- Education: PhD, University of California, San Diego, CA, USA
- Scientific career
- Fields: Biomedical Engineering, Auditory sciences
- Institutions: House Ear Institute, Los Angeles, CA, USA; University of Southern California, Los Angeles, CA, USA
- Thesis: "Suppression of Forward Masking" (1975)
- Doctoral advisor: David M. Green
- Doctoral students: Deniz Başkent

= Robert V. Shannon =

Professor of otolaryngology

Robert V. Shannon is research professor of Otolaryngology-Head & Neck Surgery and Affiliated Research Professor of Biomedical Engineering at University of Southern California, CA, USA. Shannon investigates the basic mechanisms underlying auditory neural processing by users of cochlear implants, auditory brainstem implants, and midbrain implants.

== Biography ==

Shannon received his B.A. degrees in Mathematics and Psychology from the University of Iowa, Iowa City, Iowa, in 1971. After obtaining his PhD in psychology at the University of California, San Diego, CA, USA, in 1975, he completed two postdocs, one at Institute for Perception, Nederlandse Organisatie voor Toegepast Natuurwetenschappelijk Onderzoek (TNO; English: Netherlands Organisation for Applied Scientific Research), Soesterberg, Netherlands, and University of California, Irvine, CA, USA. After faculty positions at University of California, San Francisco, CA, USA, and Boys Town National Research Hospital (BTNRH), he served as the director of Department of Auditory Implant and Perception Research, House Ear Institute, Los Angeles, CA, USA, with an affiliated research professor position at Biomedical Engineering, University of Southern California, Los Angeles, CA, USA.

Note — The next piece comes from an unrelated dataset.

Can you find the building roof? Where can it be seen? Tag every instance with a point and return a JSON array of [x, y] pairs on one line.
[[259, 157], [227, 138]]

Shannon has been a founding organizer of Conference on Implantable Auditory Prostheses (CIAP). In 1996, Shannon was elected Fellow of the Acoustical Society of America "for contributions in the psychoelectric study of hearing." In 2007, Shannon served as the President of Association for Research in Otolaryngology (ARO), and in 2011 he was the Recipient of ARO Award of Merit.

As of 2018, Shannon is serving as a Member of Hearing4All Scientific Advisory Board, and Board of Directors of Hearing Health Foundation.

== Research ==
Shannon has been one of the earlier and main researchers studying the psychophysics of electrical stimulation in cochlear-implant users, laying out the foundations for fundamental limitations and capabilities of sound perception with a cochlear implant. Later, Shannon has expanded his research to also include auditory brainstem implants and auditory midbrain implants.

A key early contribution was the development of a research interface that could be used by researchers to independently achieve stimulus control in electric stimulation (now referred to as direct stimulation). In 1995, Shannon and colleagues published a study on perception of speech that was manipulated in temporal envelope and fine structure. More specifically, using noiseband vocoding, inherent degradations of cochlear-implant speech signal transmission were (loosely) mimicked by removing most temporal fine structure and limiting envelope information to a small number of spectral channels. This paper showed both the importance of envelope information for speech perception, as well as providing an initial explanation why, in quiet listening environments, cochlear-implant users can perceive speech well, despite those degradations. In a later study, Shannon and colleagues provided early evidence that one of the main limiting factors in speech perception by cochlear-implant users is reduced spectral resolution. What this paper showed was that the limitation in spectral resolution was not caused by the limited number of electrodes, which each delivers distinct spectral information of speech. Instead, it seemed to be caused by an internal factor, namely, channel interactions, a consequence of direct electric stimulation of the auditory nerve.

Shannon has supervised a number of PhD students and postdocs, whose projects lead to a comprehensive exploration of the effects of front-end processing and related parameters of cochlear-implant signal processing and electrode placement on sound and speech perception.